I felt like the 10th anniversary of September 11th deserved attention, but I just didn’t know what to say. While reading and watching coverage about the anniversary, it struck me just how in shock we have been-how despite the strength of 9/11 as a rhetorical tool, we have not yet processed what happened to us as a nation.
I found this commentary on a blog I follow called WomenOnTheFence. Lia M. Keith summed up a lot of what I was thinking with her recap of her 9/11/01 experience as an air traffic controller. I hope you find her reflection as interesting and thought-provoking as I did.
You may wonder ‘why this?’ on my blog about “the self-styled life.” In short, it seems obvious that the ambiguity of my generation is at least in part directly related to what happened on September 11, 2001. I was a freshman in college that September. This incident changed us and the trajectory of our adulthood in a way we still don’t understand. In order to move forward, I think it’s important to at least try to come to terms with that reality.
What are your thoughts on the anniversary of 9/11?
By the way, please excuse the lack of formatting… I’m posting from my phone right now!

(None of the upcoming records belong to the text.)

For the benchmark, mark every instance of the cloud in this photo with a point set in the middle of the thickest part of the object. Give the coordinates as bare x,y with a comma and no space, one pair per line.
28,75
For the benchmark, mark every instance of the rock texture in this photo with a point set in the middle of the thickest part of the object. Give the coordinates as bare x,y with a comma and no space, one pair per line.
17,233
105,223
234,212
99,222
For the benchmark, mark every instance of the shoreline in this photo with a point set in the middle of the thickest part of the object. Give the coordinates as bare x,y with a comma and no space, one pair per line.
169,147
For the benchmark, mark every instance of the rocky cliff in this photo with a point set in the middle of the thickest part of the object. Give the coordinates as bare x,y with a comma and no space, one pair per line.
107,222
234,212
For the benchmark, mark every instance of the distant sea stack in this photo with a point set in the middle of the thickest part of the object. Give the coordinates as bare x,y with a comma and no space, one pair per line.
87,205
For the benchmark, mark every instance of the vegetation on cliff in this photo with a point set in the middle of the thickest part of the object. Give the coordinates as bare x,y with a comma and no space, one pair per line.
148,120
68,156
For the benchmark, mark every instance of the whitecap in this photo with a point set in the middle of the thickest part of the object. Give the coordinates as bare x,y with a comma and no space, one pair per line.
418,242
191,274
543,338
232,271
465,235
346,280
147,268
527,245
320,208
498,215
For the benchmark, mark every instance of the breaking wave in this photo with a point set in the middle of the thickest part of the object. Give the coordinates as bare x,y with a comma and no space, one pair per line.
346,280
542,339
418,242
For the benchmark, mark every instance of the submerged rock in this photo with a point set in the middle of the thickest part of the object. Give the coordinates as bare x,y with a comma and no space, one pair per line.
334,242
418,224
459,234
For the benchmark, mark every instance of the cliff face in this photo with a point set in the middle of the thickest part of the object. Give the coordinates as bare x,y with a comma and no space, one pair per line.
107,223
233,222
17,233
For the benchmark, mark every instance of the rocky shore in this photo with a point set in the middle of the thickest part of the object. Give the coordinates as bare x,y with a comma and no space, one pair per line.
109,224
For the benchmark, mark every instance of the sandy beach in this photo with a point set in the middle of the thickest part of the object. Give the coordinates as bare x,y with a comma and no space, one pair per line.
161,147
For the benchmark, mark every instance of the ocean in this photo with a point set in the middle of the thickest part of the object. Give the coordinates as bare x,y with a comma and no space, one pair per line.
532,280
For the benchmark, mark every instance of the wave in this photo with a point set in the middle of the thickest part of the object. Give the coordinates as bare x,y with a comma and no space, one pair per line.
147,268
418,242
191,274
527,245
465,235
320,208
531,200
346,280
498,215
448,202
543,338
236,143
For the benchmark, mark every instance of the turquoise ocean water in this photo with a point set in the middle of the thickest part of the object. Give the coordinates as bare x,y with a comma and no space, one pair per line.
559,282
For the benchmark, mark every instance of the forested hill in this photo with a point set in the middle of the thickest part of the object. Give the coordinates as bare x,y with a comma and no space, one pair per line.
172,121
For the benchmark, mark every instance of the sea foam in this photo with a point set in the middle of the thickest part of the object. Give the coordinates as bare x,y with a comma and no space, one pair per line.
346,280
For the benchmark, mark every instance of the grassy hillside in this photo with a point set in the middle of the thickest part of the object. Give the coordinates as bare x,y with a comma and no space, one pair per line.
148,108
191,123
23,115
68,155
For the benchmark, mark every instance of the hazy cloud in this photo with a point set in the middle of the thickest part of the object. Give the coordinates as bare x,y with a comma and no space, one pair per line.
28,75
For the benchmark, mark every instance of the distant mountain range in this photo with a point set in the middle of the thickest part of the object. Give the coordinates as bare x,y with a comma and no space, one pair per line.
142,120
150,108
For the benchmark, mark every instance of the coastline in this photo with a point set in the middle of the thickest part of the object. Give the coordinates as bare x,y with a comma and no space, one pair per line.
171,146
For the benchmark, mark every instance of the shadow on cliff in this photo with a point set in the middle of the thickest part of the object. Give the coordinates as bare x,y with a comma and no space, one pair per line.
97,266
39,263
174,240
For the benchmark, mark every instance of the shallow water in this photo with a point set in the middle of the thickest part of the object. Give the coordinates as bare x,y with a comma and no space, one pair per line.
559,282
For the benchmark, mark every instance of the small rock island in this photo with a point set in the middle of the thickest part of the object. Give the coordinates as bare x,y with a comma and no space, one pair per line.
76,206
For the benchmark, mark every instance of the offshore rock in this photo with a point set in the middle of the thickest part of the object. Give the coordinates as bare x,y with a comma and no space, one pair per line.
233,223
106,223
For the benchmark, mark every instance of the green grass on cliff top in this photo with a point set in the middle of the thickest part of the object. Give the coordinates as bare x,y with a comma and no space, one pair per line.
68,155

Thanks as always for your reflections. I think your point about your (is it still my generation too?) generation not completely understanding the event’s impact is valid. As I said in my own blog, our response as a nation has actually divided us in many ways by contributing (or creating) the very things we are fighting about today.
That would confuse anyone, much less a generation of citizens. The killing of the man actually responsible for 9/11 is almost an afterthought behind our high unemployment rate.
Thanks as always cuz. My thoughts, as always, are with you
I remember where I was, who told me, what time in relation to the time it happened, what happened that day, and what happened that week. However, I remember finally having contact with my daughter, too. It wasn’t about just my reaction. I remember she was in college. She called. Her call made me pause so that I could be wholly there with her, privately as she tried to process it all. She called quite scared saying “.I just have to realize that all this repeated footage is not it happening over and over again.” Her comment startled me. Yet, her perspective demonstrated to me the real fear our younger generation had and the power of the media playing those horrific scenes repeatedly. I told her to please pull herself away from the TV and stop watching. It wasn’t easy. When Mayor Giuliani gave us permission to laugh on SNL, I thought, “How odd.” But he was right. Even I had fallen to the expectation that the coverage would just keep on coming.
How terrifying for our air traffic controllers.